A popular, but somewhat more involved, alternative to using these kinds of environment is to use containerisation, with products such as Docker and Apptainer (previously Singularity). This is beyond the scope of what we’re covering in this lesson, but the Carpentries Incubator provides an excellent lesson on getting started with Docker that is worth looking at if you are interested.

Define another environment

Create a new Conda environment with just the packages you need for the challenge repository, and export an environment.yml file. How long is this file compared to the one for the base Anaconda environment?

Solution

Since this analysis includes running a Jupyter notebook, we need to have Jupyter installed in addition to the packages that are imported in our code.

$ conda create -n challenge
$ conda activate challenge
$ conda install numpy matplotlib pandas jupyter
$ conda env export -f environment.yml

The environment for the challenge repository’s requirements should have around 125 lines, while the full Anaconda environment is over 300 lines.
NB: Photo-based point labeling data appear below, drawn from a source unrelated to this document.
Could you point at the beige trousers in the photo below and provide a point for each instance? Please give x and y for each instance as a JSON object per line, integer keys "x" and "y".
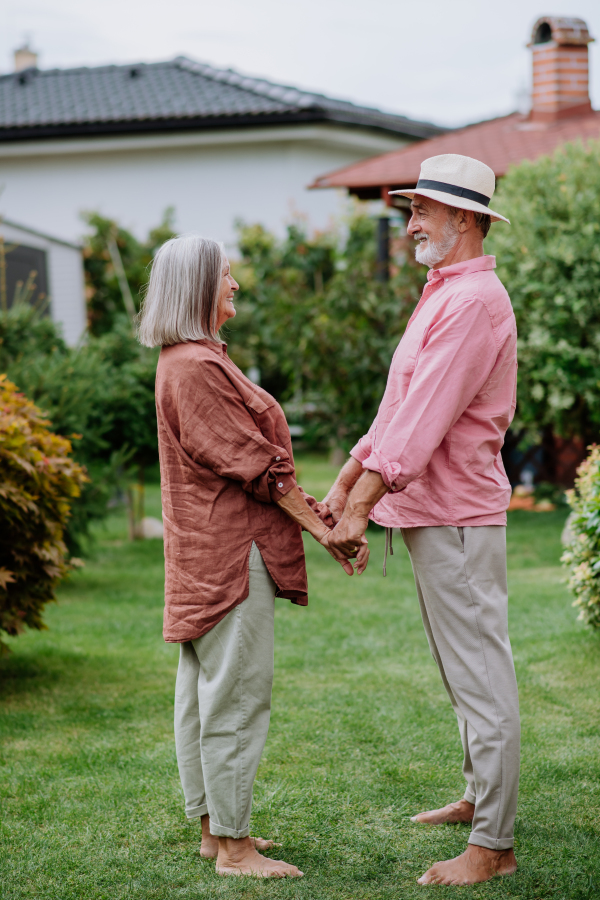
{"x": 460, "y": 574}
{"x": 223, "y": 707}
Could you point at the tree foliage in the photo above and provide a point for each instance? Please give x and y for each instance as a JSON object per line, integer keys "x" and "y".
{"x": 582, "y": 553}
{"x": 99, "y": 394}
{"x": 319, "y": 326}
{"x": 39, "y": 481}
{"x": 105, "y": 301}
{"x": 549, "y": 260}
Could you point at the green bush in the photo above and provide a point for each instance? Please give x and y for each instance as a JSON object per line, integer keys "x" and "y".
{"x": 100, "y": 394}
{"x": 39, "y": 481}
{"x": 549, "y": 260}
{"x": 582, "y": 553}
{"x": 319, "y": 325}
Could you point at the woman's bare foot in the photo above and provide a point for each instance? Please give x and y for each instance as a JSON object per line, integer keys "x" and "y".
{"x": 462, "y": 811}
{"x": 240, "y": 857}
{"x": 209, "y": 847}
{"x": 474, "y": 865}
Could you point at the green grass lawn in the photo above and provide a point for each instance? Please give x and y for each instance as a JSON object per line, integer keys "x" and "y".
{"x": 362, "y": 736}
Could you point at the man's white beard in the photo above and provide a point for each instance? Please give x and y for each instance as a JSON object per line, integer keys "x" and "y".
{"x": 430, "y": 253}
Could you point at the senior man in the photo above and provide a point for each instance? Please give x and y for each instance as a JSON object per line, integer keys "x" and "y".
{"x": 431, "y": 465}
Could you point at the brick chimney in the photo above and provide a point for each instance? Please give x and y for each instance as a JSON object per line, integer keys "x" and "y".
{"x": 25, "y": 58}
{"x": 560, "y": 68}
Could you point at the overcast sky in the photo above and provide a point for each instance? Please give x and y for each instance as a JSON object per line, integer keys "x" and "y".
{"x": 447, "y": 61}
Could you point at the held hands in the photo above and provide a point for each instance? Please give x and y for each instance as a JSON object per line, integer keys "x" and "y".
{"x": 361, "y": 554}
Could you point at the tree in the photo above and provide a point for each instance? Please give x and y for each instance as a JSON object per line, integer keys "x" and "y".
{"x": 319, "y": 326}
{"x": 549, "y": 260}
{"x": 38, "y": 483}
{"x": 107, "y": 249}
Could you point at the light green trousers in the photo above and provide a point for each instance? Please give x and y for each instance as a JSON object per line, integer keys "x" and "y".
{"x": 460, "y": 574}
{"x": 223, "y": 707}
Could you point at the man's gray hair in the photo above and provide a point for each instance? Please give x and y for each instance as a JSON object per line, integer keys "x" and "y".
{"x": 183, "y": 292}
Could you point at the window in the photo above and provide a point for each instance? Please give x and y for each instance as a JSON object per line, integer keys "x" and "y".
{"x": 26, "y": 274}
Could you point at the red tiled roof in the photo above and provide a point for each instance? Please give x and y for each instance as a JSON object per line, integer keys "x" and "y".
{"x": 498, "y": 142}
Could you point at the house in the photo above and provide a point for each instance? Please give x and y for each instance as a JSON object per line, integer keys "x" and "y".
{"x": 130, "y": 141}
{"x": 561, "y": 111}
{"x": 46, "y": 271}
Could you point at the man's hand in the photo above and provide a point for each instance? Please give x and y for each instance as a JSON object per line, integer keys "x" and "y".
{"x": 362, "y": 555}
{"x": 337, "y": 495}
{"x": 349, "y": 534}
{"x": 335, "y": 501}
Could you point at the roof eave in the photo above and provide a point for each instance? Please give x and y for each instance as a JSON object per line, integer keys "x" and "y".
{"x": 205, "y": 123}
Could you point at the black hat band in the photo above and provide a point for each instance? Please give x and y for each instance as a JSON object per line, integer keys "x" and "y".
{"x": 453, "y": 189}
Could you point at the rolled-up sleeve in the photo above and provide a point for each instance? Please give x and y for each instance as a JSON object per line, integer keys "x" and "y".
{"x": 219, "y": 432}
{"x": 456, "y": 360}
{"x": 364, "y": 447}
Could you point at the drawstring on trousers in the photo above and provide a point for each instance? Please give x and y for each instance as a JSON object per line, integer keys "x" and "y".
{"x": 388, "y": 546}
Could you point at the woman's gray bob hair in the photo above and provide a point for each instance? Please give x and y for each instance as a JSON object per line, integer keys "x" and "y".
{"x": 183, "y": 292}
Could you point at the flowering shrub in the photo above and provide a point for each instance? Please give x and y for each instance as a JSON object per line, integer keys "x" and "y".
{"x": 38, "y": 481}
{"x": 582, "y": 552}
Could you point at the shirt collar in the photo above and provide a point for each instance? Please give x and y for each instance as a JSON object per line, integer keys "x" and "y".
{"x": 219, "y": 347}
{"x": 479, "y": 264}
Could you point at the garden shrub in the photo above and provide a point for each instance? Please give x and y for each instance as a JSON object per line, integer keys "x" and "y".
{"x": 101, "y": 390}
{"x": 38, "y": 482}
{"x": 549, "y": 261}
{"x": 320, "y": 327}
{"x": 582, "y": 552}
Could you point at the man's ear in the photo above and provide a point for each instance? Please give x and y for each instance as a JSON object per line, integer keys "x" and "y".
{"x": 464, "y": 220}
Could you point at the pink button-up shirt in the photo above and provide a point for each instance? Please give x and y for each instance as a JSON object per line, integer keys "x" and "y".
{"x": 450, "y": 396}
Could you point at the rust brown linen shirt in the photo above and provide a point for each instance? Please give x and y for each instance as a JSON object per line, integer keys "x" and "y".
{"x": 225, "y": 459}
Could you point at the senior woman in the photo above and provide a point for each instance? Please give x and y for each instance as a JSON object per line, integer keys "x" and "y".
{"x": 233, "y": 516}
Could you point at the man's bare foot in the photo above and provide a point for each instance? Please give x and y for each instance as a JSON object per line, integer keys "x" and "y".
{"x": 474, "y": 865}
{"x": 240, "y": 857}
{"x": 209, "y": 847}
{"x": 461, "y": 811}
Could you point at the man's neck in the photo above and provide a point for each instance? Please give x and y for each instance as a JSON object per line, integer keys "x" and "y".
{"x": 465, "y": 248}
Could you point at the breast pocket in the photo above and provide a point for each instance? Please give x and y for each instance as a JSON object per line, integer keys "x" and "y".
{"x": 259, "y": 401}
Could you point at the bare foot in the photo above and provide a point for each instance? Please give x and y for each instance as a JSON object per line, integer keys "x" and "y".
{"x": 209, "y": 847}
{"x": 462, "y": 811}
{"x": 474, "y": 865}
{"x": 240, "y": 857}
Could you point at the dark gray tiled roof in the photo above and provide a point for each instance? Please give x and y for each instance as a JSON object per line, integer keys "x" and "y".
{"x": 179, "y": 94}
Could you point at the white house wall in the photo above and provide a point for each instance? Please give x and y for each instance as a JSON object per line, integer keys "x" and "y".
{"x": 68, "y": 296}
{"x": 210, "y": 180}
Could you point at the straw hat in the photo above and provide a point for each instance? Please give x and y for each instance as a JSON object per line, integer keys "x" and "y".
{"x": 457, "y": 181}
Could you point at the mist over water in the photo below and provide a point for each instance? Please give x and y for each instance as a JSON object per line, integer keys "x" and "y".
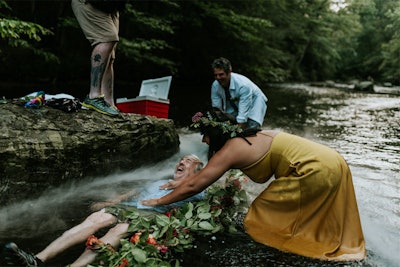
{"x": 363, "y": 127}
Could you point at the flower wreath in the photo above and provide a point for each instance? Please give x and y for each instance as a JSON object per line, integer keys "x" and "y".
{"x": 209, "y": 121}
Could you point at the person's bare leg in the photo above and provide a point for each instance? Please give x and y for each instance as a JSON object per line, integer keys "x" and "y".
{"x": 77, "y": 234}
{"x": 100, "y": 59}
{"x": 107, "y": 84}
{"x": 112, "y": 237}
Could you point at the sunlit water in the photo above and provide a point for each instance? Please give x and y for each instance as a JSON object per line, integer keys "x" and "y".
{"x": 363, "y": 127}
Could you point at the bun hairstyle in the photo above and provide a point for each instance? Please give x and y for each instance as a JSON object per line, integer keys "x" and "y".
{"x": 219, "y": 127}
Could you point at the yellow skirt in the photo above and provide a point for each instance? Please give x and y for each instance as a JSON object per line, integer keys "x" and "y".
{"x": 313, "y": 215}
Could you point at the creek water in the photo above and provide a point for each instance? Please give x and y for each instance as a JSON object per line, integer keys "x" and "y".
{"x": 363, "y": 127}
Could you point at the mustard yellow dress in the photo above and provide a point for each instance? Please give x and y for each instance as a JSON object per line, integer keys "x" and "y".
{"x": 310, "y": 208}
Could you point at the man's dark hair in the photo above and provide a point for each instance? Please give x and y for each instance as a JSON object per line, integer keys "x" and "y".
{"x": 222, "y": 63}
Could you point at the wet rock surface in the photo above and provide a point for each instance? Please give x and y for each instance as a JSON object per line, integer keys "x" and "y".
{"x": 45, "y": 147}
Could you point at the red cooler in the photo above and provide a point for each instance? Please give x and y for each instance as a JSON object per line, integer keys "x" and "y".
{"x": 152, "y": 100}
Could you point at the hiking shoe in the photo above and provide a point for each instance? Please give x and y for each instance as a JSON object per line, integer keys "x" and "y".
{"x": 100, "y": 105}
{"x": 14, "y": 256}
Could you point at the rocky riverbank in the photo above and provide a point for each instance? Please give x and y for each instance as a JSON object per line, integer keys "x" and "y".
{"x": 45, "y": 147}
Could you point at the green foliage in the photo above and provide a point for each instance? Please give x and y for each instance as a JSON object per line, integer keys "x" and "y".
{"x": 157, "y": 240}
{"x": 268, "y": 41}
{"x": 14, "y": 30}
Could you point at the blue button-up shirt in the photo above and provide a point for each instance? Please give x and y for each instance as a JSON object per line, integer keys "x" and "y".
{"x": 246, "y": 95}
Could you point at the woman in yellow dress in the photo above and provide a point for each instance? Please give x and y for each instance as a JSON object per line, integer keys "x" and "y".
{"x": 309, "y": 208}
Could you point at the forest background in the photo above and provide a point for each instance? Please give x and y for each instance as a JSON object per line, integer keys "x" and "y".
{"x": 43, "y": 48}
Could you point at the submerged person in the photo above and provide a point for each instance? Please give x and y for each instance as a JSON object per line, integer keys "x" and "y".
{"x": 106, "y": 217}
{"x": 310, "y": 207}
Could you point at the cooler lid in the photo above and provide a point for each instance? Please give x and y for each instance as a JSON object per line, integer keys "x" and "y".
{"x": 158, "y": 88}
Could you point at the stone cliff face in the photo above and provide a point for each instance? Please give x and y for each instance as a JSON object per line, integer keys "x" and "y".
{"x": 46, "y": 147}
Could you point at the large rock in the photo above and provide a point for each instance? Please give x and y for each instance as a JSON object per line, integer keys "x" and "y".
{"x": 46, "y": 147}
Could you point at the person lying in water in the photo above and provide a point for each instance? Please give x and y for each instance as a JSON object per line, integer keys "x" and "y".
{"x": 309, "y": 208}
{"x": 105, "y": 217}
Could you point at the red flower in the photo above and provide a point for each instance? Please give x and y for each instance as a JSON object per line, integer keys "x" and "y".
{"x": 124, "y": 263}
{"x": 135, "y": 238}
{"x": 215, "y": 208}
{"x": 162, "y": 248}
{"x": 237, "y": 184}
{"x": 93, "y": 243}
{"x": 151, "y": 240}
{"x": 175, "y": 233}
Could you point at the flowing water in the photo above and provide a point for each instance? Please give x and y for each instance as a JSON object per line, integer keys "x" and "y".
{"x": 363, "y": 127}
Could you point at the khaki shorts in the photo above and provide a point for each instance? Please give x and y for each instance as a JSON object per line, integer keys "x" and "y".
{"x": 98, "y": 27}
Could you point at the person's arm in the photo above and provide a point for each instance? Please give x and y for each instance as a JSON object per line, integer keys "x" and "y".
{"x": 216, "y": 97}
{"x": 171, "y": 184}
{"x": 245, "y": 103}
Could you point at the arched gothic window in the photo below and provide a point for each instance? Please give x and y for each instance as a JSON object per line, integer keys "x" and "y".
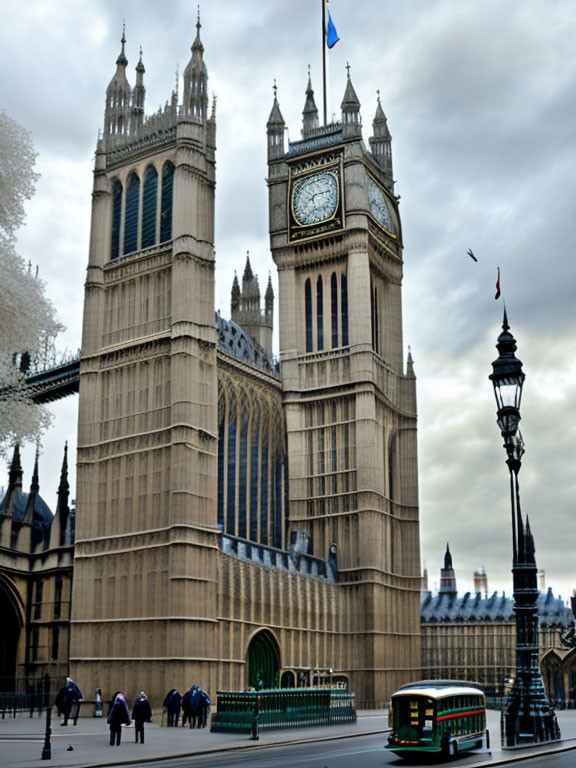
{"x": 166, "y": 205}
{"x": 344, "y": 308}
{"x": 334, "y": 302}
{"x": 376, "y": 322}
{"x": 319, "y": 313}
{"x": 131, "y": 213}
{"x": 149, "y": 198}
{"x": 116, "y": 218}
{"x": 308, "y": 311}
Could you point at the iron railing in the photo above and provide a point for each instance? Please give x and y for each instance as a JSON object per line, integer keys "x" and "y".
{"x": 275, "y": 709}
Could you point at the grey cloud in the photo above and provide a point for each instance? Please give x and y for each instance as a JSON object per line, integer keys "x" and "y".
{"x": 479, "y": 98}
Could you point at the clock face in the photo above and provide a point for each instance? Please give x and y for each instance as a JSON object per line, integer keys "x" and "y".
{"x": 379, "y": 207}
{"x": 315, "y": 198}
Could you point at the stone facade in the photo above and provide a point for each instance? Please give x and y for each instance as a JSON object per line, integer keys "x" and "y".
{"x": 36, "y": 567}
{"x": 237, "y": 517}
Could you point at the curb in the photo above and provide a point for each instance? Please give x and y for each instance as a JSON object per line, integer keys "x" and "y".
{"x": 237, "y": 748}
{"x": 516, "y": 758}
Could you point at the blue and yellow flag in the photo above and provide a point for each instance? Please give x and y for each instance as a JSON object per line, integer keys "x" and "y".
{"x": 331, "y": 34}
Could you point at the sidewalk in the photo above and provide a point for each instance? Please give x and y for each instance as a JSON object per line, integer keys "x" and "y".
{"x": 22, "y": 739}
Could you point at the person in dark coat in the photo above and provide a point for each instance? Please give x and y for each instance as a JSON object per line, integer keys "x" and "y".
{"x": 192, "y": 707}
{"x": 68, "y": 698}
{"x": 119, "y": 716}
{"x": 204, "y": 709}
{"x": 141, "y": 713}
{"x": 172, "y": 704}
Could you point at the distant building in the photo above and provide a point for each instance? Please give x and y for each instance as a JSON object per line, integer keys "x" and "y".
{"x": 473, "y": 636}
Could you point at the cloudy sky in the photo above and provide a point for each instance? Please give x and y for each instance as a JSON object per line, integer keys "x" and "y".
{"x": 481, "y": 102}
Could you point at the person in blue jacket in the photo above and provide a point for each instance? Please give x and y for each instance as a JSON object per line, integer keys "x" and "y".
{"x": 171, "y": 704}
{"x": 141, "y": 713}
{"x": 119, "y": 716}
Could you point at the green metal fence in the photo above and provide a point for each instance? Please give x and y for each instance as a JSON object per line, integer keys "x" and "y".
{"x": 282, "y": 708}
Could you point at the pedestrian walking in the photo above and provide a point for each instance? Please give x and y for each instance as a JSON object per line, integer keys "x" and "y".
{"x": 141, "y": 713}
{"x": 119, "y": 716}
{"x": 204, "y": 708}
{"x": 191, "y": 707}
{"x": 68, "y": 701}
{"x": 171, "y": 704}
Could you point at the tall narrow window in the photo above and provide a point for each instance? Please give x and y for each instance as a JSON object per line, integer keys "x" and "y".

Using pip and requirements.txt

Try and create an environment for the challenge repository that installs packages via pip and export it to a requirements.txt file.

Solution

Firstly, create a new Conda environment with just Python.

$ conda create -n challenge_pip python=3.9
$ conda activate challenge_pip

Now, install Python packages only using pip, not with conda.

$ pip install numpy matplotlib pandas jupyter

~~ {: .language-bash}

If your project depended on non-Python packages (for example, recent versions of CMake or GNU Make), then you could still install these from Conda.

Now, to export a requirements file:

$ pip freeze > requirements.txt

We could still use conda env export here to generate an environment.yml file, and it would list our packages installed from pip, under a specific entry designating that they were installed via pip.

Key Points

  • Different versions of packages can give different numerical results. Documenting the environment ensures others can get the same results from your work as you do.

  • pip freeze and conda env export give plain text files defining the packages installed in an environment, and that can be used to recreate it.